福井地震の日

 ああ、今日は福井地震の日だった。
 1948年だから、63年前のことになるのか。震源福井市の隣の坂井市である。M7.1のごく浅い直下型地震だった。この地震で3,769人の方が犠牲者になっている。これも大震災と言っていい。
 ただ、まだこの頃には、敦賀半島原子力発電所はないから、そっちの心配はなかった。でも、今なら大騒ぎなんだろうね。

 敦賀といえば、ずいぶん昔に敦賀半島西岸の水晶浜に行ったことを思い出した。浜から30メートルくらいの民宿で、縁側から透明な海が見通せる。だから、海水パンツでそのまま海まで行ける。縁側から庭におりて、庭先の垣根にちょっと隙間がある。そこを抜けると白い砂利道が海まで下っている。砂利道の周囲は民宿の畑で、でかいトマトが生っていた。
 浜に出る。透明度はまさに水晶だった。そこにウインドサーフィンのボードを浮かべて、その上で昼寝だ。これはたまりませんぞ。浜では仲間がバーベキューの支度を始めている。できるまで、沖で波に揺られていようっと。
でも、夏の日差しは強い。麦わら帽子で遮っているものの、それでも網目の隙間からチラチラと日がこぼれ目障りだ。しかたがないので腹ばいになって頭を北に向ける。
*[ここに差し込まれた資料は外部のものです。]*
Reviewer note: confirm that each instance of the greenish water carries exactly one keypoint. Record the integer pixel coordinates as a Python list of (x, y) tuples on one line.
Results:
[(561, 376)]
やれやれようやく落ち着いたわい。
 おおお、北の岬の突端に、美浜原子力発電所の巨大な建物が威容を誇っているではあ〜りませんか。ひなびた海水浴場とその先の岬、その空間の中に無機質な建物……いやはやなんともチグハグな組み合わせですな。

 夕方になって、民宿にもどる。風が凪いで部屋の中が蒸している。当時、民宿には珍しいクーラーが部屋毎にあって、コイン式かと思えば、使いたい放題なんだそうな。おおお、これも原発のお蔭かいな。
 
 翌日も晴天で、日がな一日、海で遊んでいたが、でも、やっぱり美浜の海の向こうの原発は違和感があったことを記憶している。だから、どうということでもないのだけれど……。